Bölüm 171

29 7 19
                                    

~Min Yoongi~

"...Ve son olarak..." bakışlarımı kaldırıp da tüm dikkatimi ona verene kadar konuşmaması beni ister istemez tedirgin etmişti. Yine Japonya'da anlamsız kavgalar mı baş göstermeye başlamıştı yoksa? Elimizin altındaki uyuşturucu tacirlerinin toparlanarak vaktinden önce gönderilen uyuşturucular hakkında hesap mı sorması gerekiyordu? Jung Hoseok, uzunca bir süre defterindeki yazıyı bana nasıl açıklaması gerektiğini düşünür gibi öylece takılı kalmıştı ve nihayet, o parlak dudakları aralandığında kapı da kelimenin tam anlamıyla kırılmak istercesine çalındı.

"Girin." Dedim soğukkanlılığımı olabildiğince korumaya çalışarak. İçeri atılan Rus mafya liderlerinin dengelerini bulamayarak halımı kirletmesi bir olsa da arkalarından gelen Kim Seokjin, silahını beline yerleştirirken yüzündeki kanın yere damlamasına da müsaade ediyordu.

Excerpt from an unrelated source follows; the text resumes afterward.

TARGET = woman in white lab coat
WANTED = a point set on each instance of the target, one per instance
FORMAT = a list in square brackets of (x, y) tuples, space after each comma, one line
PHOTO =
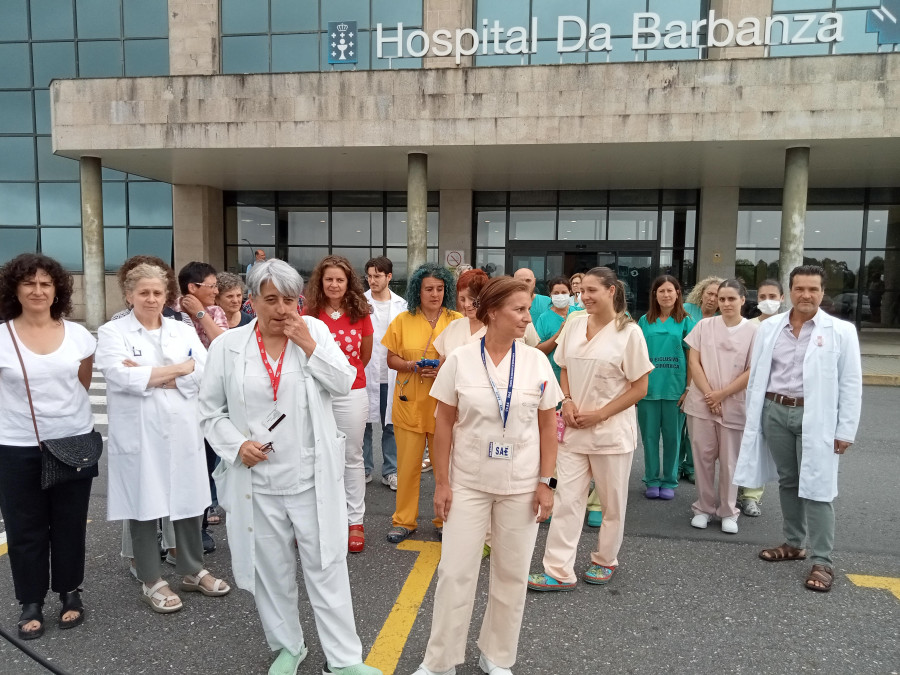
[(605, 372), (493, 455), (157, 464)]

"Böldüğüm için kusura bakmayın." Gözleri direkt olarak Hoseok'u bulduğunda bir Deokjun ve Yootae vakasının daha bizi bulup bulmayacağını merak etmiştim. Babam kadar acımasız olacağımı sanmıyordum, Jin'in de Deokjun kadar saf olacağını.. Bu yüzdendir belki, aralarındaki sohbete girmekten olabildiğince uzak duruyordum. "Bunları ne yapacağımı sormak için gelmiştim."

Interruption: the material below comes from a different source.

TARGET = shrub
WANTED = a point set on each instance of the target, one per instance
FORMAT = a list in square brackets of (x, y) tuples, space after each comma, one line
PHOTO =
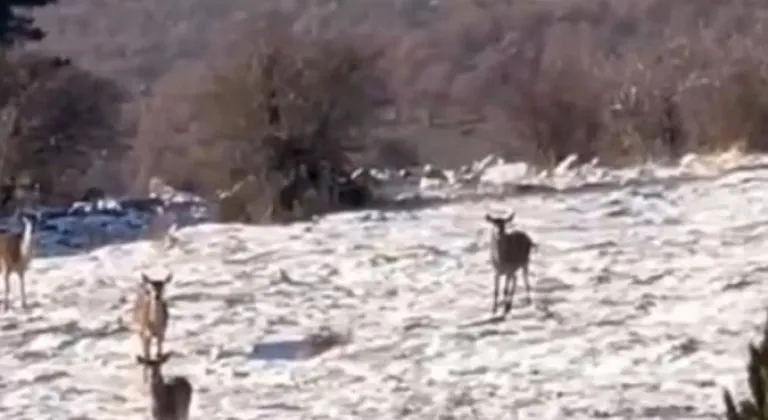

"Odalardan birisine kapat. Gece ilgilenirim." Tekrar oda boşaltılana kadar Hoseok'un meraklı bakışlarını izlemek durumunda kalmıştım. Defterini göğsüne bastırıyor, pürdikkat Jin'in davranışlarını inceliyordu. Gerçekten bir şeyler kapmaya çalışıyor olmasına karşı hala şaşkındım.

Jin odadan çıkarken bol ve oldukça salaş duran renkli kıyafetleriyle içeri giren kumral tenli adama baktım. Gözleri irileşmiş, merakla inleyen bedenleri izlerken "Bölmedim ya." demişti.

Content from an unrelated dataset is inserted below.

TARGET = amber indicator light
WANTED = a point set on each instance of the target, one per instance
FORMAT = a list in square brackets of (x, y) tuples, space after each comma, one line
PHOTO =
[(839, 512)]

Bildiğim tek mesleği emniyet güçlerinde bir polis memuru olmak olan Jung Hoseok için affedilebilir bir şey değildi elbette. Jin onun üstüydü fakat bu genç çocuk, biraz olsun onun görmezden gelebileceği birisi değildi. "Saygı eklerini takın, karşında erkek arkadaşın yok senin." diyiverdi. Haklı olması genç adamı üzse de ben de Hoseok'un safında olacaktım.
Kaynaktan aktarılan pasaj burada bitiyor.